Multiple job Titles in the Field sales division (Former Employee) – Modesto, CA Phoenix, AZ Metro Area Tucson, AZ – 26 June 2012
A typical day begins by reviewing your plan and to-do list for the day, checking email and voice mail before heading out for the day,and ensuring you have everything in the car that you will need for the day. The morning is spent calling on physicians, promoting your assigned products, reporting calls and accounting for samples. At noon you check email and voice mail. You spend the afternoon calling on physicians, promoting your assigned products, reporting calls and accounting for samples. At the end of the day you ensure all call and sample activity has been reported for the day, plan the day for tomorrow, prioritize your to-do list for tomorrow, check email and voice mail, and pack your car with the materials you will need for tomorrow. In addition, some days you might have a breakfast meeting, or a lunch meeting, or an evening speaker event to be prepared for. I made it a habit to read about the industry, managed care, a product, a competitive product, or a disease state for 1 hour each night Sunday - Thursday to keep my knowledge strong.
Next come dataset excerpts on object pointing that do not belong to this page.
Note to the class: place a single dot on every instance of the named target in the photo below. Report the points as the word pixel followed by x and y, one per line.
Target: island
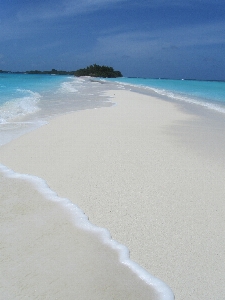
pixel 98 71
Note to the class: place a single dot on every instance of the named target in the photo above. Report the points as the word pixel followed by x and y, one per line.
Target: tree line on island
pixel 92 70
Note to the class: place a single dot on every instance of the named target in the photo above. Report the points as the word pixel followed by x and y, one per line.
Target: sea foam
pixel 80 220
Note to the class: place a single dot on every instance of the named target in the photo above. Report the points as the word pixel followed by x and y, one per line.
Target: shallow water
pixel 49 250
pixel 208 94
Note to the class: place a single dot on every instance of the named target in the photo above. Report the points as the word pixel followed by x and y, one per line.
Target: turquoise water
pixel 28 101
pixel 210 94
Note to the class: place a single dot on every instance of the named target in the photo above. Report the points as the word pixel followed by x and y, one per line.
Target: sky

I learned that diligent preparation with my knowledge and promotional materials combined with thorough territory analysis, call planning and plan execution significantly increases the probability of sales success.
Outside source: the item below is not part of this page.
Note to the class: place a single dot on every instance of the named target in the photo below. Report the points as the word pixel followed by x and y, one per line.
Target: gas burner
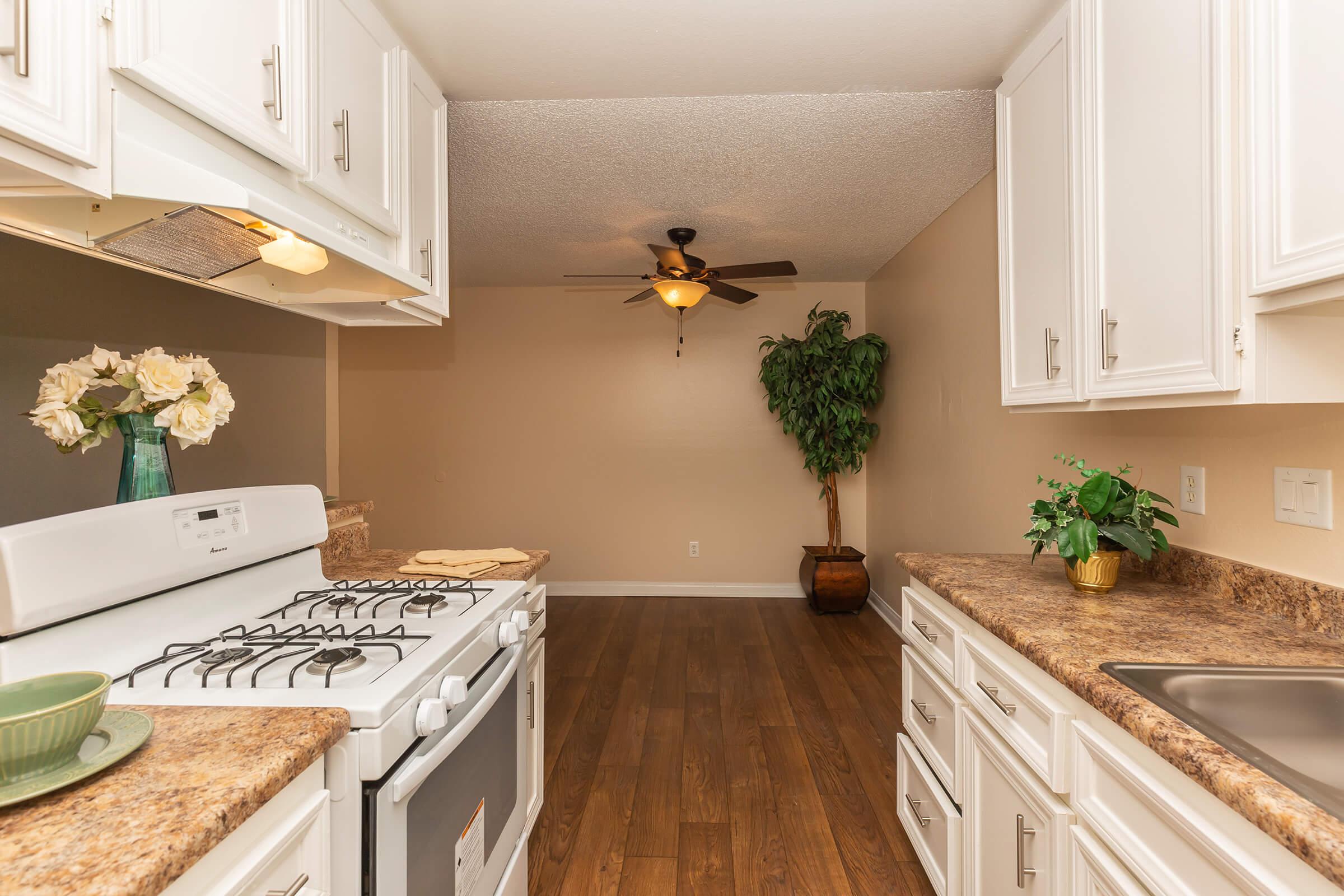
pixel 221 660
pixel 425 604
pixel 337 660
My co-workers were a joy to work with. We were professionals, driven to succeede, and worked hard to achieve our goals. We would willingly share best practices for difficult offices or situations.
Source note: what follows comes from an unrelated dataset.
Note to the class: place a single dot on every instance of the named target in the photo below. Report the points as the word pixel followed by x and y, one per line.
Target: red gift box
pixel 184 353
The most difficult part of the job was as a district manager when I had to terminate someone for consistent non-achievement of quarterly goals, even though they were doing their best.
The most enjoyable part of the job was when there was an opportunity to demonstrate the proper use of a product to a physician and then place the product in the physician's hands and walk them through the steps to using the product safely and effectively. Examples: Walking a physician and NICU nurses through the mixing and administration of a new surfactant to a premature baby. Walking an anesthesiologist through the steps to safely and effectively administer an ultra-short half-life narcotic to a patient undergoing surgery.
rewarding work, great people to work with, opportunity for advancement, and provides daily challenges to overcome.
rankings and bonuses became primarily based on activity perameters, rather than on productivity perameters (sales).